Many varieties of tomatoes are available at garden centers and from seed suppliers that are suited to container growing, allowing you to grow your own vegetables even if you have limited space. Patio and dwarf varieties are especially well-suited for pots as they usually require minimal support because they do not grow as tall as other common garden tomatoes. Growing tomatoes in pots requires special care as you must provide all the nutrients and moisture to the developing plants.
Fill a 5-gallon pot with a soil-less potting mixture, as soil-less mixes are lighter and better suited to container plants. Use a pot with pre-drilled drainage holes so the potting mix doesn't become soggy.
Lay a square of black plastic mulch on the ground where you will be placing the pot. Use a square at least 6 inches larger than the pot on all sides and set it in an area that receives at least eight hours of sunlight. The mulch protects the area under the pot while also helping to keep the soil warm. Set the pot on top of the mulch.
Plant the tomato seedling in the pot 2 inches deeper than it was planted in the nursery container. Remove any leaves that are below the soil level then refill the hole with soil. Firm the soil around the base of the plant with your hands.

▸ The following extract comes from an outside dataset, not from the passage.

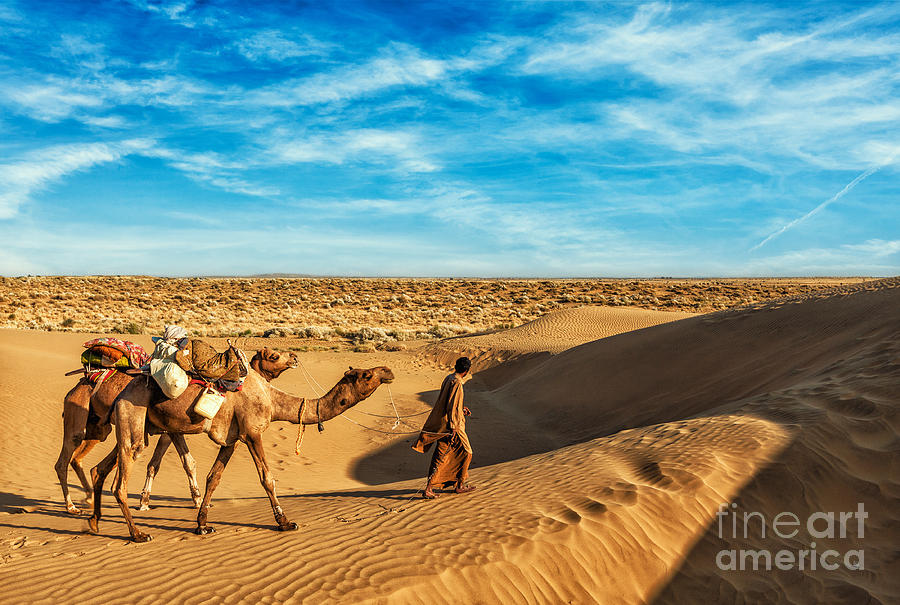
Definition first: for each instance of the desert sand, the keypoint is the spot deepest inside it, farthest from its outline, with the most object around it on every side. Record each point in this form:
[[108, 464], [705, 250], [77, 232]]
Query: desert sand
[[606, 440]]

Insert a 5-foot-tall wooden stake into the pot behind the tomato plant. Tie the tomato to the stake as it grows, spacing the ties every 6 to 8 inches along the main vine.
Mix 2 tbsp. of of high-analysis, soluble fertilizer with 5 gallons of water. Water the tomato plant daily with 1 gallon of this solution, except for every seventh day. On the seventh day, water with clear water to flush out any excess fertilizer salts in the potting medium.
Harvest tomatoes as they ripen. Ripe tomatoes are full color and firm to the touch. Frequent harvesting encourages further fruit production.